How does the world look like through the eyes of a 6-year-old child? The movie Summer Nights is an open window on a child's world, on his fears, his desires, his way of thinking. It is a journey into the subconscious of an innocent and naive child, engrossed by the depths of his own mind.

 

Tsumu

TSUMU - Hvor går du hen med dine drømme? (Tsumu – Where Do You Go With Your Dreams?)

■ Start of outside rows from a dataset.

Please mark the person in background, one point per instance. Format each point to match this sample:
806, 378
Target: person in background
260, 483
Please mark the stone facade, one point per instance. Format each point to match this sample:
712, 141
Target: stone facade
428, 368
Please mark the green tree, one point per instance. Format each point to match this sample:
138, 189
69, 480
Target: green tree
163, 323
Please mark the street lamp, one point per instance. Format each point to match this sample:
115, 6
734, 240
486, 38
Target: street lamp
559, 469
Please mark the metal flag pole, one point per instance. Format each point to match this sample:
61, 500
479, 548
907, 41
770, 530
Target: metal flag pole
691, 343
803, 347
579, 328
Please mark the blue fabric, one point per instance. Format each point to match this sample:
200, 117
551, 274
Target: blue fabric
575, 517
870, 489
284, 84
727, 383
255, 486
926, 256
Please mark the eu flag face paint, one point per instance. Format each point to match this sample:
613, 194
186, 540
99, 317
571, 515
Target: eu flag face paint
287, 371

 by Kasper Kiertzner (doc, Denmark/Sweden, 2022, 88'), International premiere

Lars (19) lives in Tasiilaq, East Greenland, where his generation doesn't have much to look forward to. If you want to study in the nearest city, you have to travel 700 km. Together with his best friends Eino and Thomas, and other young people in Tasilaq, Lars creates theatre plays to express emotions and to stand up against suicide and abuse. But struggling for a brighter future, Lars and Eino are faced with a dilemma: should they stay or should they leave? If they leave, they will hurt their families and friends who need them. If they stay, their own dreams of another life will vanish.

 

 

Who Would You Tell

Who Would You Tell?

 by Dery Sultana (doc, Malta/Australia, 2022, 70'), World premiere

In October 1960, with the promise of a better future, three young brothers from Malta were separated from their destitute family and sent to Tardun in Western Australia under a child migration scheme. A failed second chance turned into a lifetime of regret, pain and missed opportunities. Fifty years later, Raphael, Peter and Manny reflect on their stolen childhood and how the sexual, emotional and physical abuse they endured shaped their life. Through archive and oral history, we delve back through their memories of abuse, homesickness and severed family ties. Their story unravels the failure of a scheme backed by two states and broken promises of the Catholic organization that received them. 

 

Young Plato

Young Plato

 by Neasa Ni Chianáin, Declan McGrath (doc, UK/Ireland/Belgium/France, 2021, 102'), Italian premiere

An observational documentary set in post conflict Belfast’s Ardoyne, where a marginalized, working class community has lived for years plagued by poverty, drugs and guns. This film charts the dream of Headmaster Kevin McArevey and his dedicated, visionary team illustrating how critical thinking and pastoral care can empower and encourage children to see beyond the boundaries and limitations of their own community. We see how philosophy can encourage them to question the mythology of war and of violence, and sometimes challenge the narratives that their parents, peers and socio-economic group dictate.